SMSPortal grows from Port Elizabeth base

JULY 5, 2016

From humble beginnings in a garage in Port Elizabeth, SMSPortal has grown 50% year on year since its inception in 2002 and today is plugged into hundreds of mobile networks and has a client base spanning the globe, reaching billions of consumers daily.

By investing in its bulk SMS software which it built from scratch, the success SMSPortal enjoys today, is due to its continual investment in its backend processes to improve client experience and ensure a return on investment for its bulk SMS customer communication.

“Business objectives need to be supported, and our backend software does that, and has enabled our continual growth. And when we need to change fast to keep up with customer needs or competition, the software allows our business to change when necessary. And quickly,” comments Charles Stretch, SMSPortal Managing Director and NMMU Alumni.

“Our software architects’ business understanding is vital in our model to effectively problem solve and take SMSPortal to the next level.”

Software development in business exists to support the business, its activities, and to help change the way a company performs. And that’s why SMSPortal continually looks to source talent for its growth. “If our tech stands still, so do we. This is why we dedicate so much of our resources to something our users never see,” adds Stretch. Each year, SMSPortal offers four, two-week paid internships to third-year students at its Cape Town offices.

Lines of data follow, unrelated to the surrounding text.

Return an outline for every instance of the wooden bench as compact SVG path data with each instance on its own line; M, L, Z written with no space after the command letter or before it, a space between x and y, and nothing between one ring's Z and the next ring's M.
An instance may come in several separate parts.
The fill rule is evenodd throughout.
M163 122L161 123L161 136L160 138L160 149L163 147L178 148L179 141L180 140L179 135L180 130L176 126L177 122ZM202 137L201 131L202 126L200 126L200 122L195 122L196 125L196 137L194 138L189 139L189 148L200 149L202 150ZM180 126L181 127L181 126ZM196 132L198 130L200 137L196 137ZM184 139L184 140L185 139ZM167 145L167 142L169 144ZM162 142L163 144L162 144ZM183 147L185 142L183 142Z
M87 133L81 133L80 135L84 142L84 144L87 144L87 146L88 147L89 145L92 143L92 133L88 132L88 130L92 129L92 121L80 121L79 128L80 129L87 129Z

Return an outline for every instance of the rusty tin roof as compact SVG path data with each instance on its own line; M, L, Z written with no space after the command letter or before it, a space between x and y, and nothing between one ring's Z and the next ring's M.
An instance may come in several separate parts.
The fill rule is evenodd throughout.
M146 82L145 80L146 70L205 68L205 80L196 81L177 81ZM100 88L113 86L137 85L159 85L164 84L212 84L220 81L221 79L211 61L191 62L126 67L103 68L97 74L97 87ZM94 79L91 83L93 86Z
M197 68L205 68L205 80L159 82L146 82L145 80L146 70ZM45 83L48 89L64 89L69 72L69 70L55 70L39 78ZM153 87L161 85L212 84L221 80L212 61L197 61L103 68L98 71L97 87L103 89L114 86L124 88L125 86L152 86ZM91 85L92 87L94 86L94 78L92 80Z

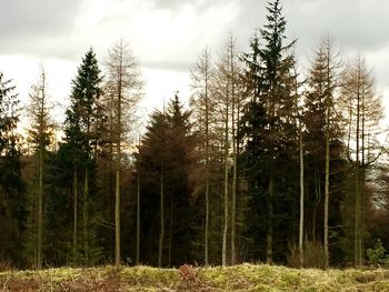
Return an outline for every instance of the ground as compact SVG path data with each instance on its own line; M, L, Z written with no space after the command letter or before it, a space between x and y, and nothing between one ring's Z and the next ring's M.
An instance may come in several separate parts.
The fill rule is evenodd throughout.
M1 272L0 291L389 291L389 270L61 268Z

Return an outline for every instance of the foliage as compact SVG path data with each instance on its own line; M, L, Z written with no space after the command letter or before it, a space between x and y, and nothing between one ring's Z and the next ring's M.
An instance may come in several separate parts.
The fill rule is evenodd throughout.
M184 275L183 275L184 274ZM153 269L112 266L0 273L4 291L387 291L386 270L296 270L276 265Z
M371 265L389 266L389 254L387 254L387 250L383 248L380 239L376 240L375 246L372 249L368 249L366 254Z

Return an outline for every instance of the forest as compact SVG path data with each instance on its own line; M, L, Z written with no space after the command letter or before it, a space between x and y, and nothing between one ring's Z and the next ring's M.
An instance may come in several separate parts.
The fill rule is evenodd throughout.
M104 64L82 57L60 129L43 68L26 108L0 71L0 270L389 265L372 71L330 36L302 70L281 1L263 9L249 51L232 34L205 47L191 97L172 92L150 117L137 118L144 84L124 40Z

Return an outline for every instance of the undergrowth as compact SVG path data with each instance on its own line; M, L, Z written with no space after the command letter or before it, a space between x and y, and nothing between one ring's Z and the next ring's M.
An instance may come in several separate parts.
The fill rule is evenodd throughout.
M389 270L113 266L0 273L0 291L389 291Z

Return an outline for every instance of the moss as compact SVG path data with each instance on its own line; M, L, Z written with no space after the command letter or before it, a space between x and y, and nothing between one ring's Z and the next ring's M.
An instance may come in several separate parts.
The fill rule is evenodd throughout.
M389 291L388 270L296 270L242 264L180 270L134 266L48 269L0 273L4 291Z

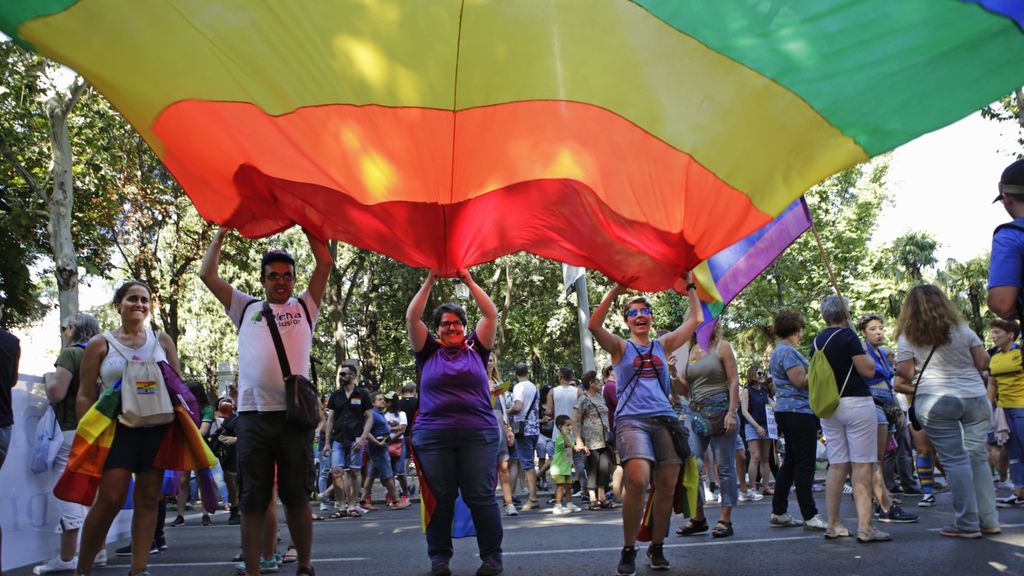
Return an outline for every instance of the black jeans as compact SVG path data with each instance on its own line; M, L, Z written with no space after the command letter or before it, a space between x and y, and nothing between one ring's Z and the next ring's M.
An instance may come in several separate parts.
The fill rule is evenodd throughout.
M775 477L771 511L783 515L790 508L790 488L797 488L797 502L804 521L818 513L814 504L814 456L818 442L818 418L814 414L776 412L778 431L785 437L785 456Z

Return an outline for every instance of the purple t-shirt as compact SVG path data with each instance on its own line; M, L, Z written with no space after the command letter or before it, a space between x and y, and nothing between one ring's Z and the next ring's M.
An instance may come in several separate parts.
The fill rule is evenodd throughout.
M497 427L484 368L489 357L490 351L476 339L476 332L470 333L465 347L454 349L428 334L423 349L416 354L420 369L417 429Z

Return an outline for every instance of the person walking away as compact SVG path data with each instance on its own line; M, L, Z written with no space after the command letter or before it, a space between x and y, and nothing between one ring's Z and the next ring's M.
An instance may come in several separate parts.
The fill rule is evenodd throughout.
M203 258L200 279L223 304L239 331L239 475L242 479L242 547L246 572L260 573L260 547L267 509L273 497L274 469L278 494L298 550L296 574L315 573L312 546L313 455L311 429L291 426L286 418L285 377L269 323L274 322L294 374L309 376L309 353L324 288L333 260L327 244L306 232L315 268L306 291L294 296L295 259L284 250L271 250L260 260L259 280L264 298L241 292L218 274L220 250L227 229L217 231ZM269 310L267 318L265 311Z
M907 292L896 326L896 373L915 383L912 410L942 460L953 495L953 524L942 536L997 534L995 487L985 439L992 414L988 353L946 295L930 284Z

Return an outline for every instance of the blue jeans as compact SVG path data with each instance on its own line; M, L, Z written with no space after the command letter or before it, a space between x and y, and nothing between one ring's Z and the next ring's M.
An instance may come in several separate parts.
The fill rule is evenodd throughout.
M1010 478L1014 480L1014 488L1024 488L1024 408L1004 408L1002 413L1010 425L1010 441L1007 442Z
M426 479L437 501L427 525L431 561L452 558L452 522L460 491L473 515L480 560L502 559L502 516L495 499L498 442L497 427L413 430L420 481Z
M715 467L718 468L718 480L722 486L722 507L731 508L739 498L739 485L736 479L736 431L722 436L696 437L697 450L693 454L697 458L697 466L703 467L703 453L711 446L715 456ZM711 478L711 475L708 476ZM703 504L703 490L697 490L697 498Z
M985 447L992 414L988 399L921 395L914 409L945 467L953 493L954 526L968 532L998 526Z

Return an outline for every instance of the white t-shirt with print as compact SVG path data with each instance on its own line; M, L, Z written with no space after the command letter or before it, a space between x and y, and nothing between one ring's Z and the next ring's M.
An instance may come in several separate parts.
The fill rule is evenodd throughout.
M309 353L313 345L310 325L315 328L319 308L308 292L303 292L299 298L312 317L309 322L295 297L283 304L270 304L270 310L278 318L278 331L292 372L309 377ZM259 301L246 308L250 300ZM242 318L243 308L245 318ZM232 289L227 316L239 329L239 412L285 410L285 376L270 329L263 320L263 300Z

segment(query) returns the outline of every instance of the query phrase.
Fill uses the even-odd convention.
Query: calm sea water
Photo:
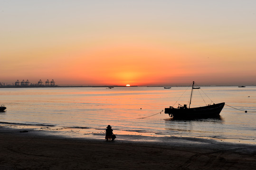
[[[96,139],[104,139],[105,128],[111,125],[121,140],[166,142],[171,136],[182,136],[255,143],[256,86],[201,87],[202,91],[194,93],[191,107],[209,104],[209,98],[247,113],[225,105],[218,119],[175,121],[163,111],[157,114],[170,106],[188,104],[190,89],[0,88],[0,104],[7,109],[0,112],[0,125],[34,128],[50,135]]]

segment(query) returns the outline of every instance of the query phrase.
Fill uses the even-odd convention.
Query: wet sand
[[[106,142],[7,130],[0,127],[0,170],[255,170],[256,166],[254,145]],[[179,139],[173,140],[179,143]]]

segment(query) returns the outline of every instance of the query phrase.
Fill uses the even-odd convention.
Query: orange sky
[[[191,1],[1,2],[0,82],[256,85],[256,2]]]

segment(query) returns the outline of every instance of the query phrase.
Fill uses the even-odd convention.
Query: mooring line
[[[156,113],[156,114],[154,114],[153,115],[150,115],[150,116],[147,116],[147,117],[143,117],[143,118],[136,118],[136,119],[144,119],[144,118],[148,118],[148,117],[151,117],[151,116],[154,116],[154,115],[156,115],[157,114],[161,114],[161,113],[163,111],[163,110],[162,110],[162,111],[160,111],[160,112],[158,112],[157,113]]]
[[[241,110],[241,109],[237,109],[237,108],[234,108],[234,107],[232,107],[232,106],[230,106],[229,105],[228,105],[228,104],[225,104],[226,105],[227,105],[228,106],[229,106],[233,109],[236,109],[237,110],[240,110],[240,111],[244,111],[246,113],[247,113],[247,112],[256,112],[256,111],[247,111],[247,110]]]

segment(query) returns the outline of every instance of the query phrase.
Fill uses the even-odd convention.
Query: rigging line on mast
[[[178,102],[178,101],[179,101],[179,100],[180,100],[180,98],[182,96],[182,95],[184,94],[185,93],[185,92],[186,92],[187,91],[187,90],[188,90],[188,89],[190,87],[190,85],[191,85],[191,83],[190,83],[190,85],[188,86],[188,87],[187,87],[187,89],[185,90],[185,91],[184,91],[183,93],[181,94],[181,95],[180,96],[180,97],[179,98],[179,99],[178,99],[178,100],[176,101],[176,102],[175,102],[175,103],[174,104],[173,104],[173,105],[172,105],[172,107],[174,106],[174,105],[175,105],[175,104],[177,103],[177,102]]]
[[[204,98],[203,97],[203,96],[202,96],[202,94],[201,94],[201,93],[200,93],[200,90],[199,90],[198,92],[199,92],[199,94],[200,94],[201,97],[202,98],[202,99],[203,99],[203,100],[204,101],[204,102],[205,103],[205,105],[207,105],[207,104],[206,104],[206,102],[205,102],[205,101],[204,100]]]

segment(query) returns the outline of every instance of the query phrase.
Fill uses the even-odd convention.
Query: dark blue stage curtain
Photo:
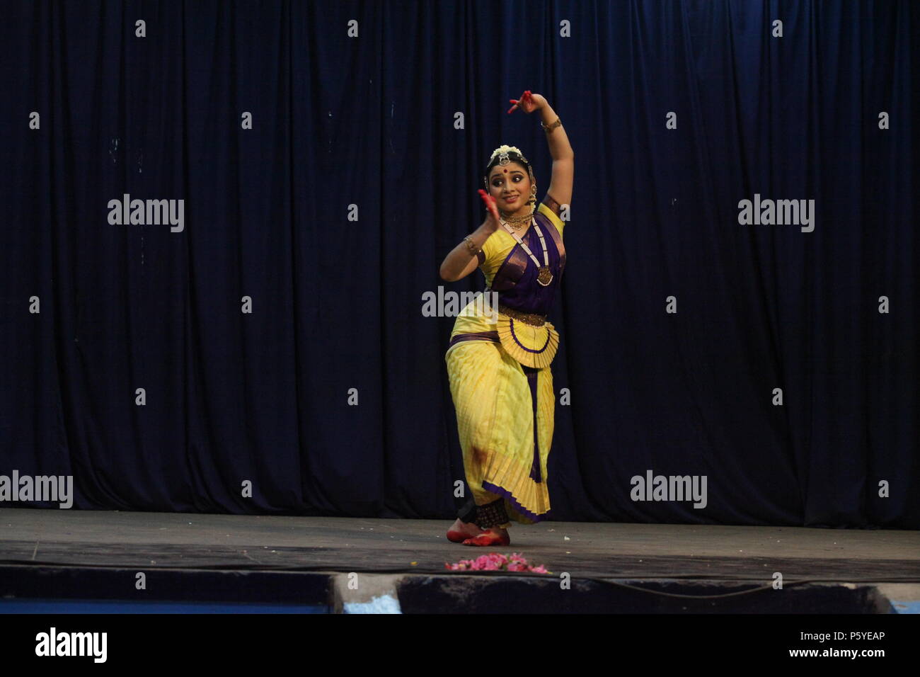
[[[553,519],[920,527],[916,4],[0,11],[0,473],[84,509],[452,519],[454,319],[422,295],[484,285],[438,268],[494,148],[546,193],[538,114],[506,114],[531,89],[576,156]],[[126,194],[174,222],[118,223]],[[650,473],[707,505],[634,500]]]

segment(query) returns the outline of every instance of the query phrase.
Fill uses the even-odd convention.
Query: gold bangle
[[[473,256],[476,256],[477,253],[479,253],[479,250],[476,248],[476,242],[473,241],[473,239],[470,236],[467,235],[466,238],[463,239],[463,241],[466,243],[466,251],[469,251]]]
[[[543,127],[543,131],[546,134],[552,134],[552,131],[562,124],[562,121],[559,118],[556,118],[556,122],[550,124],[548,127],[540,121],[540,126]]]

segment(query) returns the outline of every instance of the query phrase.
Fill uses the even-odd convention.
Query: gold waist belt
[[[529,324],[532,327],[542,327],[546,323],[546,315],[538,315],[535,312],[521,312],[500,303],[499,304],[499,312],[510,318],[514,318],[524,324]]]

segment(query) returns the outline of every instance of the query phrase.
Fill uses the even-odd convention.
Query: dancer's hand
[[[495,205],[495,198],[489,195],[481,188],[479,189],[479,197],[486,204],[486,220],[482,222],[482,225],[489,228],[493,233],[501,228],[501,221],[499,217],[499,208]]]
[[[530,89],[525,89],[520,99],[509,99],[508,100],[514,104],[508,109],[509,113],[516,108],[521,109],[525,113],[532,113],[546,105],[546,99],[542,95],[534,94]]]

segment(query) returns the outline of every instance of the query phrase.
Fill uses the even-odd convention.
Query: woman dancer
[[[509,113],[541,113],[553,158],[549,190],[536,208],[530,162],[516,147],[496,148],[479,191],[486,220],[441,264],[448,282],[481,267],[486,291],[499,300],[494,309],[476,299],[459,313],[445,356],[472,493],[447,538],[466,545],[508,545],[509,517],[532,524],[549,511],[556,404],[549,364],[558,333],[546,316],[565,266],[561,208],[571,198],[575,155],[546,99],[527,90],[510,100]]]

“We give interns real-world programming experience where they can discover the systems that keep SMSPortal up and running,” Stretch concludes. We pay for our interns’ accommodation and transport so students in Port Elizabeth can afford to enjoy the opportunity SMSPortal are providing, and they each receive a salary of R7,500 for their two-week internship.

Key learnings:
The agile business thrives

For SMSPortal, just with any business owner looking to invest in software, it's important that the solution structure is based on business strategy and structure. If it isn't, it can't change swiftly enough when change is needed.

The agile business always beats the rigid competitor in the long run. But Stretch adds “if an organisation isn't well structured, it's impossible to create an effective software solution.”

Software architects need business savvy

Whenever you meet someone considered a software architect, they’ll be tech savvy. But they need to be business savvy to be successful.  How else can a software engineer find the right solution without knowing, and understanding a business, its structure, its goals, and its barriers?

We firmly believe that this should be one of a software architect's most important qualifications: to understand business issues well enough to be able to define IT solutions that help solve business problems, help reach business goals, and are structured in compliance with the structure of the firm.